Ainsi donc, suspendus dans une nacelle reliée par un câble à une gigantesque grue, les heureux participants, juchés à cinquante mètres du sol, étaient là pour déguster diverses bricoles raffinées concoctées par des chefs renommés. Cette haute voltige supposait malgré tout quelques contraintes ; il n’était pas question par exemple de songer un seul instant à une méditation prostatique, car sanglés comme des bêtes de somme dans un siège de voiture de compétition – pour ne pas tomber, cela ferait désordre – chacun se devait de rester vissé à sa place. Ce petit désagrément rangé au rayon des pantouflards non aventuriers, l’assemblée pouvait donc se bâfrer avec ostentation devant des badauds tout esbaudis à la vue de ce merveilleux spectacle. A l’avenir, afin de parfaire cet idyllique tableau d’un repas au septième ciel et de garantir une belle humanité à cette charmante idée, je proposerais aux organisateurs de rameuter dans la plèbe un éventail de malheureux – il doit bien en exister dans cette ville balnéaire – à qui les convives pourraient jeter négligemment quelques reliefs de leur sublime tambouille, acte charitable et désintéressé qui permettrait en outre de leur donner bonne conscience.

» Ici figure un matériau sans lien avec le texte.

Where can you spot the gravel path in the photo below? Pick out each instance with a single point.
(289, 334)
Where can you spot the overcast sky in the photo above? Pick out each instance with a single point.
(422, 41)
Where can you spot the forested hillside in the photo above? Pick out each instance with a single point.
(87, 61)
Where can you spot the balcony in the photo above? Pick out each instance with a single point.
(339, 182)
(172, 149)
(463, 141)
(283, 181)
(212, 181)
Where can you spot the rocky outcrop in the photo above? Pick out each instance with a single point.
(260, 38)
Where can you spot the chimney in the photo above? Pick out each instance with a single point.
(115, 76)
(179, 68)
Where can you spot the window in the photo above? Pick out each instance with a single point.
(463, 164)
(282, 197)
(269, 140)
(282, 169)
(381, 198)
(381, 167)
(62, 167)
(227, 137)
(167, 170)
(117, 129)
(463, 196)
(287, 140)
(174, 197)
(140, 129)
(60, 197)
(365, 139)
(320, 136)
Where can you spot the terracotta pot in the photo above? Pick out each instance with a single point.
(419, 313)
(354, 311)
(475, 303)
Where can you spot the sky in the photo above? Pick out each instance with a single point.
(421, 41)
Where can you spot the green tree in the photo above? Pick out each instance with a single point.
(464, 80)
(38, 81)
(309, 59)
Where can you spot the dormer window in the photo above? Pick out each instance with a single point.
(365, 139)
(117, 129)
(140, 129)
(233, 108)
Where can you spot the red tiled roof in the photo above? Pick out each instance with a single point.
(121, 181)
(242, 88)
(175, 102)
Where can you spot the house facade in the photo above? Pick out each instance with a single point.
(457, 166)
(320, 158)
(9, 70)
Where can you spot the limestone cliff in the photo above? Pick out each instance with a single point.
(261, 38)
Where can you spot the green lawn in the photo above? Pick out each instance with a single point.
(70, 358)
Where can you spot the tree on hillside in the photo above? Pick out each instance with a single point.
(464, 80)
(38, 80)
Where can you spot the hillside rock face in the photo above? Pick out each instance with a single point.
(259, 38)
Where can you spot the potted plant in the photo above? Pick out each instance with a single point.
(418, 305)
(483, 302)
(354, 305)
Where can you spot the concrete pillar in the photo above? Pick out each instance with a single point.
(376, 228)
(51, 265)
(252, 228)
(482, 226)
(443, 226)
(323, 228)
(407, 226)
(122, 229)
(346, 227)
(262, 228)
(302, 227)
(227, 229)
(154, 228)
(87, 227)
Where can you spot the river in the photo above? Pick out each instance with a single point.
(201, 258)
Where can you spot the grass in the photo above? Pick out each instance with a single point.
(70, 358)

Comme dirait ma tante Apolline : « plus con et vulgaire tu meurs ! ». Sans compter qu’à l’heure où l’on nous demande de réduire notre consommation, la mobilisation d’une énorme grue – empiétant d’ailleurs sur le domaine public – et les groupes électrogènes mis en œuvre ne sont pas un exemple de sobriété énergétique. Cela dit, les petits malins organisateurs de ce concept ont sans doute engrangé près de cent cinquante mille euros sur cinq jours d’exploitation ; peut-on leur reprocher de profiter de la connerie humaine ?

*Appareil tentant désespérément de mesurer la connerie humaine.